There’s a brilliant moment in the BBC comedy Upstart Crow when Shakespeare – played by David Mitchell – defends his work as a comic writer by saying, ‘If you do your research my stuff is actually really funny. It just requires lengthy explanation and copious footnotes’. In Frank Cottrell-Boyce’s latest novel, he seems to be making the case that all a Shakespearean comedy needs is contemporary language, a cast made up predominantly of primary school children, and to get rid of the central baddy and the silly weddings at the end.

As far as I’m concerned, anything that can get a reader to laugh while teaching them a bit about the bard is good news, and The Blockbusters! is another triumph from Britain’s Children’s Laureate.

If there is a villain in The Blockbusters!, we never see them, but we do have an authority figure who poses a challenge in the lives of our heroes. Namely, the landlord who decides to evict Rafa, his older brother Cillian, and their mother from their home at the very start of the novel.

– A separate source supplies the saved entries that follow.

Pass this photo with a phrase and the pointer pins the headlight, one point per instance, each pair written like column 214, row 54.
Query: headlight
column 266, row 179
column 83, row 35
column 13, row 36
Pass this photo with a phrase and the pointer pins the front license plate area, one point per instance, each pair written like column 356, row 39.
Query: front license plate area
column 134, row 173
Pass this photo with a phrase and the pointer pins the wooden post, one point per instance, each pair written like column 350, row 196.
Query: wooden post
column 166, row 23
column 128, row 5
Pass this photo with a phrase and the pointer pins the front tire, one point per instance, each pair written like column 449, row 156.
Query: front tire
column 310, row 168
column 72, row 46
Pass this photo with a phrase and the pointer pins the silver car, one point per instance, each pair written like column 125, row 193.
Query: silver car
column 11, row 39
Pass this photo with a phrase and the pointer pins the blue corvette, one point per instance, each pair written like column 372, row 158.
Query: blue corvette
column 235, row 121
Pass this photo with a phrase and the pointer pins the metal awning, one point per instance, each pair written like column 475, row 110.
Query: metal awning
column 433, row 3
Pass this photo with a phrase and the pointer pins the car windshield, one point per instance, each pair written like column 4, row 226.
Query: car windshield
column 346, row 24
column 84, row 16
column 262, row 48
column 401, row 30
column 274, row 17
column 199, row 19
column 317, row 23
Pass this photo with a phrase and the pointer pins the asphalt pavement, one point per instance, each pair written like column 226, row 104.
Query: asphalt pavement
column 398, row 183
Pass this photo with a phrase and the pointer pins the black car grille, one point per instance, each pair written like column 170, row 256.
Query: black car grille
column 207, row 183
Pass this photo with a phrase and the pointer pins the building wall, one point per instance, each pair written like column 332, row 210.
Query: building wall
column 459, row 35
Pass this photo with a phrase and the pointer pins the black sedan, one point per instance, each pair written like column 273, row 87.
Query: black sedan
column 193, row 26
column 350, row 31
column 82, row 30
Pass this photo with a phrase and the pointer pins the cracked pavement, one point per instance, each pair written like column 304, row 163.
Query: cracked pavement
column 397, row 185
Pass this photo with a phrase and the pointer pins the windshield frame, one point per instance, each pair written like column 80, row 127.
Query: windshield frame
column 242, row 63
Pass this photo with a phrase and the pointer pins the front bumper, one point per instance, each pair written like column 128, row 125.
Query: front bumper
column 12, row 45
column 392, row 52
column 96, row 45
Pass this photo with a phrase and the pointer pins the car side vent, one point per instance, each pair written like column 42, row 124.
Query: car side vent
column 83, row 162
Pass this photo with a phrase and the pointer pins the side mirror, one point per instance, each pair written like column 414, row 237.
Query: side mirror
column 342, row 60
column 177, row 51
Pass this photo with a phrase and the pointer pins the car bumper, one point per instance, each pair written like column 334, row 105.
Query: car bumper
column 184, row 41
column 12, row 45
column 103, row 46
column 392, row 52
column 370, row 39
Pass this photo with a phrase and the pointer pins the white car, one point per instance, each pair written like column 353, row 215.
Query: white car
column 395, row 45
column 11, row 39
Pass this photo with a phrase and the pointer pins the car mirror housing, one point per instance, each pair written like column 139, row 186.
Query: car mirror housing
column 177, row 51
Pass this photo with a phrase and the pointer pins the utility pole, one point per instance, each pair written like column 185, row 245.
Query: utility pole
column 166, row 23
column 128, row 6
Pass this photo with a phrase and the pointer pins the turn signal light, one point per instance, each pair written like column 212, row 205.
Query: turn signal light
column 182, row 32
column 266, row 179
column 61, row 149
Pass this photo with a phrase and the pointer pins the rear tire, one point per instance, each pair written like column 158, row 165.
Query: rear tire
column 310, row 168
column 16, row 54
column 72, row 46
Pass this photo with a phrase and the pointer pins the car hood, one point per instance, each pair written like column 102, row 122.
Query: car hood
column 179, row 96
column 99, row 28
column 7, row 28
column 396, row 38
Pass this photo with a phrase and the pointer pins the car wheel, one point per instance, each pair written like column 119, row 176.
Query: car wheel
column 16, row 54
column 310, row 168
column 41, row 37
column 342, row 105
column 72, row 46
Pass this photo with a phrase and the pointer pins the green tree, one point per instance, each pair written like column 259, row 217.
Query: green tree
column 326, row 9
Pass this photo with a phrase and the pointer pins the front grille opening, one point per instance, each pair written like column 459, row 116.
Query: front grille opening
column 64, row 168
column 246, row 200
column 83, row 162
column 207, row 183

This prompts the boys’ mum to leave them with their largely incompetent uncle while she goes off to mysteriously attempt to solve their housing crisis.

At his new school, Rafa and his nurture group get taken on a school trip to the Shakespeare North Playhouse by their bardolatrous and badass teacher, Ms Greenwood. When it turns out that they’re not allowed in because the world’s most famous child actress, BB, is filming her new movie in which she plays Shakespeare’s sister, it seems like the story will be over before it gets started, but thanks to Rafa’s uncanny physical resemblance to BB and a recent vacancy for a body double, the gang get to go on set.

When BB realises that Rafa makes a convincing BB, it gives her the chance to see if she can really play a boy – by donning Rafa’s beanie and taking off into Merseyside. So, in a classic comedy of role-reversal and mistaken identity, Rafa now has to convince the world that he is BB, who is due to appear at The Oscars the following evening.

We get exotic locations, rapid plot developments, comic coincidences, dramatic irony, and hair-breadth avoidance of exposure by the bucketload, and we even get a smattering of the supernatural in a twist that I certainly did not see coming. But above all, we get a great story with a core of characters that are lovable and deftly drawn, and a happy ending that is warmly satisfying.

Plus if it leads to even one child being able to tell me just a single convention of Shakespearean comedy when they get into my classroom in the future, I’ll have even more to thank Frank Cottrell-Boyce for than just another great read.